One solution is get the two vectors connection to the vertex, normalize them and then use your algorithm. That way you would get a 45-degree tangent in the above example.

Anders Abel
+1: OP needs to clarify the definition of the tangent at the index points
High Performance Mark
I guess in your example the "tangent" at the second point would be the line parallel to (P0,P2) passing through P1... which kind of give me the answer : for any point of index N the parallel to (N-1, N+1) passing through N. Would that be a not-too-bad approximation?
gregseth
+3  A: 

I suggest you check out the Wikipedia article on numerical differentiation for a start. Before you go much further than that, decide what purposes you want the tangent for and decide whether or not you need to try more complex schemes than the simple ones in the article.

High Performance Mark
A: 

You can try to compute the tangent of an interpolating curve that passes through the given points (I'm thinking of a cubic spline, which is pretty easy to derive) or compute the tangent directly from the data points.

You can find a rough approximation of the derivative in the following manner Let a curve C pass through points p1,p2 and p3. At point p2 you have two possible tangents: t1=p2-p1 and t2=p3-p2. You can combine them by simply computing their average: 0.5*(t1+t2) or you can combine them according to their lengths (or their reciprocal 1/length)

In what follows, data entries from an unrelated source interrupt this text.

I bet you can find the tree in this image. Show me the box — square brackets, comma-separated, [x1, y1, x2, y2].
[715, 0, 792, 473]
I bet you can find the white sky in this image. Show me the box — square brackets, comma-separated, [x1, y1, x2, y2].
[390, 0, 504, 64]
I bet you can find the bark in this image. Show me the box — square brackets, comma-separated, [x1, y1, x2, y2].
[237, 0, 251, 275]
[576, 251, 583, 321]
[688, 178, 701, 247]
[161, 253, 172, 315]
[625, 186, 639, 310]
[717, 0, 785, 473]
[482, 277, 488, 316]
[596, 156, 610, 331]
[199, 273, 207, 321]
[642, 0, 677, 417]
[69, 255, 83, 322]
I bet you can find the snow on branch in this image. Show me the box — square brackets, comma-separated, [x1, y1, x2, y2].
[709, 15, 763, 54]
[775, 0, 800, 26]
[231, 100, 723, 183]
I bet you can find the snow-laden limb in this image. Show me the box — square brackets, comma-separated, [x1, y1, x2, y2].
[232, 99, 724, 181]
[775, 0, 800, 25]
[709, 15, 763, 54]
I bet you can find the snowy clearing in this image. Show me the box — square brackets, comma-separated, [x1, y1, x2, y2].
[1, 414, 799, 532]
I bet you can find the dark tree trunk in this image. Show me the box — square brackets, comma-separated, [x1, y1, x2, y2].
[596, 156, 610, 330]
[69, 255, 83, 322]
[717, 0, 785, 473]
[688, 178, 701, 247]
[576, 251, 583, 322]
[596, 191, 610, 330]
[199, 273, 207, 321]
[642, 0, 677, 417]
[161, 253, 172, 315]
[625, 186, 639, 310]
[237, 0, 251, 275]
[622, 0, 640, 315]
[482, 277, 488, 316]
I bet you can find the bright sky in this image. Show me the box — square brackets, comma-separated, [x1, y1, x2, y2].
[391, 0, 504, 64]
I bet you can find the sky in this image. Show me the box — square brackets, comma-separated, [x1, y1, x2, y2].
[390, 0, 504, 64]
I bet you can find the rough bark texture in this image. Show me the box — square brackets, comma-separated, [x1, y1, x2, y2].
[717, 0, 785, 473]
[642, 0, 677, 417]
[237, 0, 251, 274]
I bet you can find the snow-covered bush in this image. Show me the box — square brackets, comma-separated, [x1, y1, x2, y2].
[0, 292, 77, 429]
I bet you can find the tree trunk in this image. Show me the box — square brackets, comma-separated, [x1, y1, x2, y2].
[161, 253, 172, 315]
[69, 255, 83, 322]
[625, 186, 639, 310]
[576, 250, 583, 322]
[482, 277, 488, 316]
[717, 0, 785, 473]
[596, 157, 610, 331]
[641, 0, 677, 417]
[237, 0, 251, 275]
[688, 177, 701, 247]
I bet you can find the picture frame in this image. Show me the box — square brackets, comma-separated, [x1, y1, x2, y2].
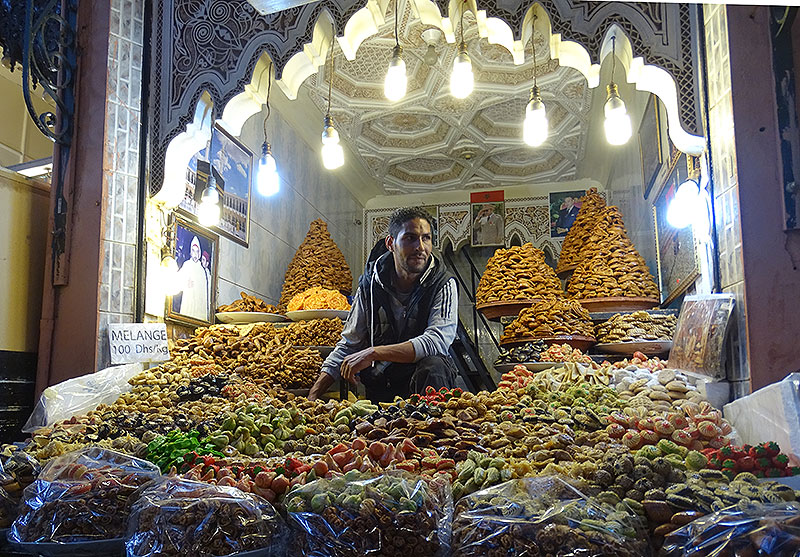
[166, 217, 219, 327]
[652, 152, 701, 306]
[549, 190, 585, 238]
[471, 201, 506, 247]
[639, 94, 663, 199]
[420, 205, 440, 249]
[181, 124, 253, 246]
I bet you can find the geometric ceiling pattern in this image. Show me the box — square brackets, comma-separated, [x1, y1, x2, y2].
[304, 0, 592, 194]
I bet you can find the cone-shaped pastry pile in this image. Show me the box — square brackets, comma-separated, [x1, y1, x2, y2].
[555, 188, 607, 274]
[566, 207, 659, 300]
[476, 243, 563, 305]
[500, 298, 594, 343]
[279, 219, 353, 311]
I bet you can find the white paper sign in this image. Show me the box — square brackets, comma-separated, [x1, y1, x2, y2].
[108, 323, 170, 364]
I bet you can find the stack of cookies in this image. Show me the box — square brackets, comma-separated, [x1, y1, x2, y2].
[279, 219, 353, 311]
[476, 243, 563, 305]
[595, 311, 678, 343]
[566, 206, 659, 300]
[500, 298, 595, 344]
[555, 188, 607, 274]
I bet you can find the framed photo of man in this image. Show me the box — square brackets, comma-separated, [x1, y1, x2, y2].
[549, 190, 585, 238]
[471, 202, 505, 247]
[181, 124, 253, 246]
[166, 218, 219, 327]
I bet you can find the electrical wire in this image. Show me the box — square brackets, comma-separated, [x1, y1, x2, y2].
[394, 0, 399, 46]
[262, 61, 272, 141]
[611, 35, 617, 82]
[531, 11, 538, 87]
[460, 0, 466, 45]
[327, 42, 334, 116]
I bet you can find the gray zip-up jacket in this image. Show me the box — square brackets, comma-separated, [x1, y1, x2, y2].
[321, 252, 458, 381]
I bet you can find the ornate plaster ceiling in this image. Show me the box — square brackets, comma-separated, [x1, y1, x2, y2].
[302, 0, 592, 195]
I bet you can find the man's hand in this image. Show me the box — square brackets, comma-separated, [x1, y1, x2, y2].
[341, 347, 378, 384]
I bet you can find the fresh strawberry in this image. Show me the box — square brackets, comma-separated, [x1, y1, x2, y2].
[750, 445, 768, 458]
[708, 458, 722, 470]
[772, 454, 790, 469]
[755, 457, 771, 470]
[719, 446, 734, 458]
[731, 446, 748, 459]
[701, 448, 719, 458]
[722, 458, 738, 472]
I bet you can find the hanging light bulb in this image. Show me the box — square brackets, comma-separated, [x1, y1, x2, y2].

Remember to normalize the resulting tangent.

In order to compute the angle between the tangent and the curve, remember that the dot product of two unit vectors gives the cosine of the angle between them. Take the resulting tangent t and the unit vector v2=|p3-p2|, and acos(dot(t,v2)) gives the angle you need.

pau.estalella
+1  A: 

The tangent to a smooth curve at a point P is the parametric straight line P + tV, where V is the derivative of the curve with respect to "the parameter". But here the parameter is just the index of an array, and numerical differentiation is a difficult problem, hence to approximate the tangent I would use (weighted) least squares approximation.

In other words, choose three or five points of the curve around your point of interest P (i.e. P[i-2], P[i-1], P[i], P[i+1], and P[i+2], if P==P[i]), and approximate them with a straight line, in the least squares sense. The more weight you assign to the middle point P, the more close the line will be to P; on the other hand, the more weight you assign to the extremal points, the more "tangent" the straight line will be, that is, the more nicely it will approximate you curve in the neighborhood of P.

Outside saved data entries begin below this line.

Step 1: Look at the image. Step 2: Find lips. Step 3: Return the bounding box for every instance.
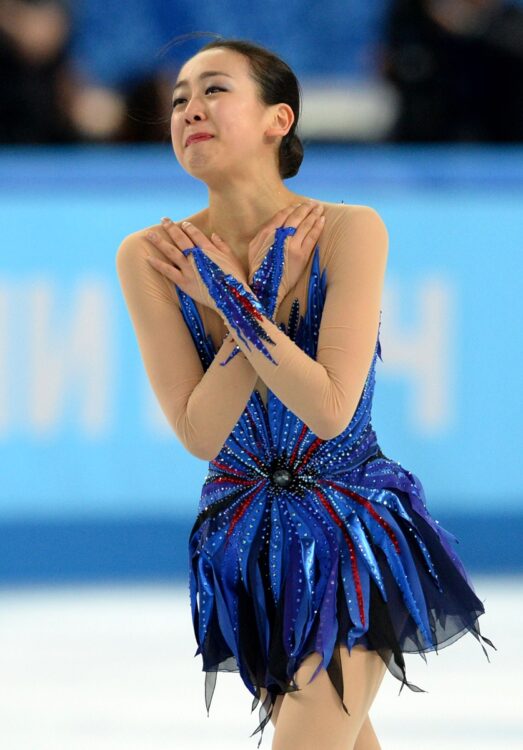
[186,133,214,146]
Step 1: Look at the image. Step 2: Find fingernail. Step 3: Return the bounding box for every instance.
[146,231,157,239]
[161,217,171,224]
[182,221,191,227]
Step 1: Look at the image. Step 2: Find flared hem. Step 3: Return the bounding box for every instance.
[189,483,497,748]
[197,587,495,748]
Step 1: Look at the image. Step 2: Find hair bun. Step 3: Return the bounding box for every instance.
[280,131,304,179]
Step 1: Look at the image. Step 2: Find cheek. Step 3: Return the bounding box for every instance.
[220,107,262,151]
[170,116,184,157]
[170,114,179,138]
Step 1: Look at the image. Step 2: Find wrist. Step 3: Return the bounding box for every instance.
[220,327,236,345]
[213,280,260,317]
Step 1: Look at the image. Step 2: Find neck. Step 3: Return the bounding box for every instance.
[203,177,304,262]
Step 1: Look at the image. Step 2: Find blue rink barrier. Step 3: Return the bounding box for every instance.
[1,510,521,588]
[1,144,522,582]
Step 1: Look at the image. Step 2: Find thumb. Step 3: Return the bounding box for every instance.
[248,239,272,280]
[211,231,228,249]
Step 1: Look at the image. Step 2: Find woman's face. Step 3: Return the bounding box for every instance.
[170,48,277,180]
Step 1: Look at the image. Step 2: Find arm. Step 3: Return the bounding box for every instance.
[200,206,389,440]
[116,232,261,461]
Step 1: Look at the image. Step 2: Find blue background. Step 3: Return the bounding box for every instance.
[1,144,521,583]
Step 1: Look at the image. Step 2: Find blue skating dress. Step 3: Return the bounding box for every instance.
[175,226,496,746]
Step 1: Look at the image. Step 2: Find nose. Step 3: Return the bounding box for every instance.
[183,96,207,124]
[185,112,204,124]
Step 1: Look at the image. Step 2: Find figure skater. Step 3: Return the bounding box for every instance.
[116,36,496,750]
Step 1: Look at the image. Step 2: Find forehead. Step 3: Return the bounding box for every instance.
[176,48,248,85]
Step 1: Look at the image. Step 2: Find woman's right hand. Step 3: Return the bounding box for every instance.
[248,200,326,308]
[145,218,250,313]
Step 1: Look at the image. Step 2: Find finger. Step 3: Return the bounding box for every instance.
[146,255,183,282]
[290,206,324,243]
[146,232,186,264]
[210,232,231,251]
[160,219,195,253]
[253,205,301,252]
[238,202,310,273]
[252,204,302,249]
[274,204,299,224]
[288,215,324,261]
[256,205,296,243]
[179,221,217,253]
[286,201,323,227]
[303,215,326,250]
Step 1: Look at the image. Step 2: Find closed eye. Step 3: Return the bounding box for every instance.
[172,85,226,108]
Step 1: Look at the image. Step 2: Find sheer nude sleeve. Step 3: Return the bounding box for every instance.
[207,205,389,440]
[115,228,259,460]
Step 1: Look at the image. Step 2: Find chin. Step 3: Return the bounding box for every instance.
[184,158,216,178]
[185,149,230,179]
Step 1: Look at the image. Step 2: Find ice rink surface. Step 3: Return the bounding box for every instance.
[0,575,520,750]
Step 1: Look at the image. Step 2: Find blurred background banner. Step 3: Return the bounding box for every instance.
[2,0,523,145]
[1,0,522,584]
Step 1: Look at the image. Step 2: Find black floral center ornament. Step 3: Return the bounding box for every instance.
[271,467,293,488]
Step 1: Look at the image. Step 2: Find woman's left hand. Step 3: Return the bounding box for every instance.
[145,218,250,314]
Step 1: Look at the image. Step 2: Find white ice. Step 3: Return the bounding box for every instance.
[0,575,520,750]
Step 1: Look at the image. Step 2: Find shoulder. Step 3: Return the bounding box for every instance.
[116,207,206,265]
[318,202,388,265]
[321,201,387,236]
[115,221,182,307]
[116,222,163,267]
[115,209,209,308]
[314,202,388,276]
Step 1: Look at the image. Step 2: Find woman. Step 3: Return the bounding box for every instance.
[116,37,495,750]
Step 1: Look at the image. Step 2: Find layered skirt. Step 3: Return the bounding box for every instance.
[188,445,496,747]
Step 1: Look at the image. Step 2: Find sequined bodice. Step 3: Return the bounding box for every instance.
[175,244,382,514]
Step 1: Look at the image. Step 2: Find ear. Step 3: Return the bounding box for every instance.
[264,102,294,139]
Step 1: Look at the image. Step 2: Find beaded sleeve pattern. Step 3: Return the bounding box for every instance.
[182,225,296,366]
[173,231,496,748]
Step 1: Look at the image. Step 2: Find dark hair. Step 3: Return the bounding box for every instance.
[158,33,304,179]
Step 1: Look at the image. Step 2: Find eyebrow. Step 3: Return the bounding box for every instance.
[172,71,234,94]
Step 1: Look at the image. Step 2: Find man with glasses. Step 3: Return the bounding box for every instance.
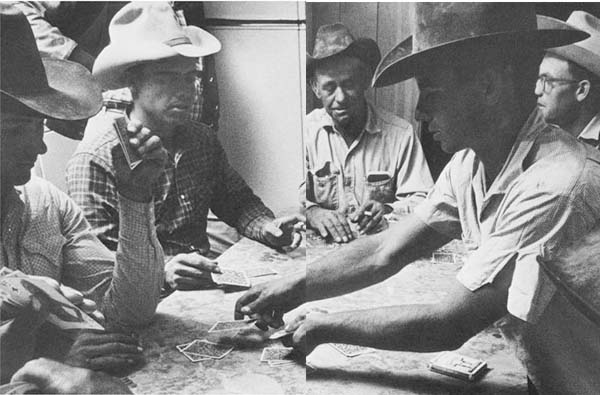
[536,12,600,147]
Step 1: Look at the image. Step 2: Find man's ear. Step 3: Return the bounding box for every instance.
[310,78,321,99]
[575,80,591,103]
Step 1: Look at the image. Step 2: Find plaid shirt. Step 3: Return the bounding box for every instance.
[67,110,274,257]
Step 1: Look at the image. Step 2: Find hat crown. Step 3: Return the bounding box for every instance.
[566,11,600,39]
[414,3,537,52]
[311,23,355,59]
[0,7,49,95]
[109,2,190,46]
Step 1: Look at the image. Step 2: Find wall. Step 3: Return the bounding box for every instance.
[205,2,306,214]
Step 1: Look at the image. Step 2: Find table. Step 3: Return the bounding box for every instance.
[131,233,527,394]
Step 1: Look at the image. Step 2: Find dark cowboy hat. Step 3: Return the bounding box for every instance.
[0,5,102,121]
[374,3,590,87]
[307,23,381,77]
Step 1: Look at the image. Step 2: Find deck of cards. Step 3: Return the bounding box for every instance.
[329,343,374,358]
[211,268,251,288]
[110,110,142,170]
[428,351,487,381]
[176,339,234,362]
[261,346,296,367]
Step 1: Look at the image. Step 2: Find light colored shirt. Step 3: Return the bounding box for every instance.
[414,109,600,394]
[577,112,600,147]
[302,104,433,216]
[0,177,164,330]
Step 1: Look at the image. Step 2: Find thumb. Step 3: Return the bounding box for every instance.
[264,222,283,238]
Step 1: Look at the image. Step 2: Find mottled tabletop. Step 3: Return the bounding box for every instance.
[130,231,527,394]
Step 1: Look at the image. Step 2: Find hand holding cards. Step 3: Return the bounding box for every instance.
[111,110,142,170]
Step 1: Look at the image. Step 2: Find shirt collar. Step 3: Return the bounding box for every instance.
[577,112,600,141]
[485,108,548,197]
[320,101,381,135]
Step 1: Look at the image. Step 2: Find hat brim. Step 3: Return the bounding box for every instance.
[374,29,589,87]
[1,58,102,120]
[307,38,381,76]
[94,25,221,90]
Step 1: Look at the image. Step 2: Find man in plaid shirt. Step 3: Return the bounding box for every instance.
[66,3,303,293]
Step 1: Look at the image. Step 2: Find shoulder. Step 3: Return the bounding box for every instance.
[370,104,412,133]
[18,177,79,216]
[305,108,330,137]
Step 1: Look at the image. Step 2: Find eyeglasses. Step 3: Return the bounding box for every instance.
[536,75,580,94]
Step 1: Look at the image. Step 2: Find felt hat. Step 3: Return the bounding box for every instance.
[307,23,381,76]
[538,11,600,78]
[374,3,589,87]
[93,2,221,90]
[0,5,102,121]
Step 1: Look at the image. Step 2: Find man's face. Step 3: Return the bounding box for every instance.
[311,57,368,129]
[535,54,580,127]
[415,66,480,153]
[0,111,46,187]
[133,56,197,127]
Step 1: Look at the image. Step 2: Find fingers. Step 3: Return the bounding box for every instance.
[263,222,283,238]
[325,213,353,243]
[181,253,221,273]
[86,354,144,371]
[361,209,384,234]
[234,288,261,319]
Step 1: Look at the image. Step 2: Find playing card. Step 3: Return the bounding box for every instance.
[181,351,213,362]
[111,111,142,170]
[246,267,278,278]
[431,252,456,264]
[208,319,256,332]
[176,341,193,352]
[181,339,234,359]
[268,329,293,340]
[260,347,294,362]
[211,268,251,288]
[329,343,374,357]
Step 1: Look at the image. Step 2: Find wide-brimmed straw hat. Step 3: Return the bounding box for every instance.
[0,5,102,121]
[538,11,600,79]
[307,23,381,77]
[374,3,589,87]
[93,2,221,90]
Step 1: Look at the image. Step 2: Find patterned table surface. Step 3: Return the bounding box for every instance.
[131,232,526,394]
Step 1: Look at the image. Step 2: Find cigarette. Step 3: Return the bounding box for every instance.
[363,211,373,217]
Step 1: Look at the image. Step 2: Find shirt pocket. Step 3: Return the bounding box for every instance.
[310,161,339,210]
[365,171,395,203]
[20,230,66,279]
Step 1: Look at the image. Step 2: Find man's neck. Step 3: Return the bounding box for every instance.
[562,109,598,138]
[130,105,177,152]
[473,101,530,187]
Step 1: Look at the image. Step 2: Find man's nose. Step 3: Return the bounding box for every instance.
[31,134,47,156]
[534,81,543,96]
[333,87,347,103]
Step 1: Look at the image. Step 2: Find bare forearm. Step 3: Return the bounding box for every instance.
[307,215,448,302]
[311,306,468,352]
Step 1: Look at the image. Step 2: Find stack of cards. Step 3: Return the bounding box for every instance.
[211,268,251,288]
[431,252,459,264]
[176,339,234,362]
[268,329,293,341]
[329,343,374,358]
[111,111,142,170]
[261,347,295,367]
[208,319,256,333]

For example, with respect to the following points:

x = [-1, 0, 1]
y = [ 0, 1, 0]

for which the tangent is not defined (as in Anders Abel's answer), this approach should yield a horizontal straight line close to the point (0,1).

Federico Ramponi
I like this approach but I'm not sure to get the weighing part.Am I right stating that since I'm only interested in the slope on the tangent (the angle with the X axis) I don't need to weight the values?
gregseth
+2  A: 

Here's a short formula, equivalent (I think) to pau.estalella's answer:

m[i] = (y[i+1] - y[i-1]) / (x[i+1] - x[i-1])

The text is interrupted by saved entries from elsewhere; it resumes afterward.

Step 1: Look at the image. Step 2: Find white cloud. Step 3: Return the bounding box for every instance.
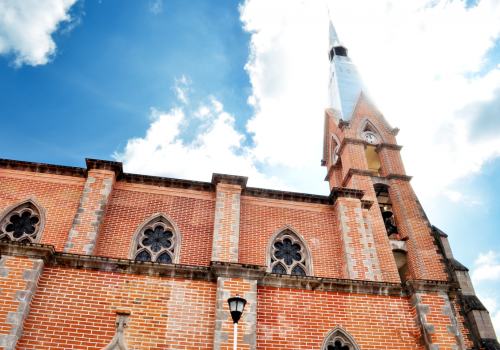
[0,0,79,67]
[172,76,191,104]
[114,90,286,190]
[149,0,163,15]
[239,0,500,199]
[472,251,500,283]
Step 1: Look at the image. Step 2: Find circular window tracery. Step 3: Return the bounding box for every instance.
[269,230,310,276]
[0,200,44,243]
[131,214,179,264]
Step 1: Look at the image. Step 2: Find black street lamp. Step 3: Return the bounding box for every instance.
[227,294,247,350]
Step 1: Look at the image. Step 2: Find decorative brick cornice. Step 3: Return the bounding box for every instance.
[387,174,413,182]
[211,173,248,189]
[121,173,213,192]
[361,200,373,210]
[402,279,460,296]
[329,187,365,202]
[374,143,403,152]
[0,242,460,297]
[0,158,86,178]
[338,137,366,156]
[85,158,123,177]
[210,261,267,280]
[242,188,330,205]
[341,168,375,187]
[324,165,341,181]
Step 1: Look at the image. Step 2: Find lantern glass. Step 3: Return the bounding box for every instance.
[227,294,247,324]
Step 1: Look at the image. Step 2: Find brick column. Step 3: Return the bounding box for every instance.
[434,227,499,348]
[211,174,247,263]
[410,292,466,350]
[211,263,266,350]
[347,172,401,283]
[64,159,122,255]
[331,188,381,281]
[0,256,43,350]
[388,176,448,281]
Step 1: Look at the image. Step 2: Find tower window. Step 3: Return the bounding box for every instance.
[374,184,398,237]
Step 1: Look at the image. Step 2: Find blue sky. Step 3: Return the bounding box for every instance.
[1,0,500,330]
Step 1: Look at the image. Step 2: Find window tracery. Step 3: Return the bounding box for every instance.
[266,226,313,276]
[321,326,361,350]
[128,213,181,264]
[0,198,46,243]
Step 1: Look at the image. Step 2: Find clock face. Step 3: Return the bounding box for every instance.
[364,133,378,144]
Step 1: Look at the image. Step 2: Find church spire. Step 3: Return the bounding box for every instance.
[327,19,365,121]
[329,20,341,49]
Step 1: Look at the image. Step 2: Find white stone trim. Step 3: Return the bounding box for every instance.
[101,312,130,350]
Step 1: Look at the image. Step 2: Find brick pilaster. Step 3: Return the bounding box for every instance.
[0,256,43,350]
[350,173,401,283]
[389,178,448,281]
[332,188,381,281]
[211,263,264,350]
[211,174,247,263]
[64,159,122,255]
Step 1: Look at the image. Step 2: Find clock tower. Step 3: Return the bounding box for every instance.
[322,19,499,350]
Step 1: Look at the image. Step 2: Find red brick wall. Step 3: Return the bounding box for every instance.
[93,186,215,266]
[0,171,84,251]
[238,200,342,278]
[0,257,37,338]
[257,286,420,349]
[17,267,216,350]
[345,100,397,145]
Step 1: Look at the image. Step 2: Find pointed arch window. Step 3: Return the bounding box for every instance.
[266,226,313,276]
[128,213,181,264]
[0,198,46,243]
[321,326,361,350]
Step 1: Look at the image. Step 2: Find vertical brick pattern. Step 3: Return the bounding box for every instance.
[389,179,448,281]
[214,277,256,350]
[335,198,381,281]
[64,169,115,255]
[0,174,84,251]
[238,201,341,278]
[212,184,242,263]
[17,267,216,350]
[0,256,43,350]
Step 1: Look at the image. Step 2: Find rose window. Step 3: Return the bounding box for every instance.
[131,213,180,264]
[269,231,309,276]
[0,202,43,243]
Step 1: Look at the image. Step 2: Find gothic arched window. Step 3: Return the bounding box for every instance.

this approximates, reasonably well, the slope at the point (x[i], y[i]).

Your question mentions the "angle of the tangent". The tangent line, having slope m[i], makes angle arctangent(m[i]) with the positive x axis. If this is what you're after, you might use the two-argument arctangent, if it's available:

angle[i] = atan2(y[i+1] - y[i-1], x[i+1] - x[i-1])

this will work correctly, even when x[i+1] == x[i-1].